The beauty of credit cards
As you probably know, reliance on credit cards can quickly get expensive and lead you into a debt spiral that is hard to get out of. But credit cards don’t need to be big and scary; when used responsibly a credit card is one of the best possible ways to build yourself a strong credit rating and prepare yourself for whatever your future borrowing needs may be.
Credit card mistakes
How to damage your credit score
To make the best of the opportunity you have to use your credit card responsibly. It is easy to make mistakes that can quickly cancel out your hard work and damage the credit rating that you are trying to improve. Here are the commonest mistakes to avoid:
Going past your credit limit
If you have a credit limit of say £500 then it is important you don’t go past that limit, ideally you should aim not to use more than about 75% of your available balance at any time. Going past your limit by even a pound or two can cause a negative mark on your credit file and can trigger penalty charges.
Paying your bills late
Most credit cards have to be paid each month – either a minimum balance payment or a full payment. Whatever the terms of your card are, make sure you pay on time every time. There is absolutely no reason why you shouldn’t be able to use a direct debit to ensure that you are never late.
Long term balances
Building your credit worthiness is all about using credit and then paying it back; if you get a new credit card, max it out and then leave that balance waiting for months it says little for you being financially responsible – if this is something you are likely to do then be very strict with yourself and keep any credit usage to a minimum.
Use credit cards right
How to improve your credit score
There are two ways to use your card responsibly – pay in full each month or pay in full sporadically. I would suggest the second option, here’s why:
Payment in full
Most credit cards offer 0% for 30 days or some similar arrangement, this means that if you pay off your entire balance each month you will never have to pay any interest. This is a good thing for obvious reasons. Additionally, payment in full also means that you have paid off what you had borrowed and any balance accrued thereafter is new debt that can also be paid off.

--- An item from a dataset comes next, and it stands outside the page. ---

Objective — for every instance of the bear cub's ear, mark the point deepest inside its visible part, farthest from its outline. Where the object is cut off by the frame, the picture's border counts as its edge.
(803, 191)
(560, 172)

The risk with monthly payments (particularly if it is automatic) is that at the end of the month a big chunk of money will come out of your bank account. It is easy to forget about this charge and if you’re not careful a small miscalculation can land you with a big charge.
Credit card power use
My preferred option is to use your credit card frequently and pay it off relentlessly. I pay mine off at least once per week, so that the balance is constantly going from 70% full to paid off. By doing it this way I am constantly aware of my spending and I am constantly showing that I have the money to pay off my debts – this is exactly what banks like to see and it also ensures that I never pay interest or charges.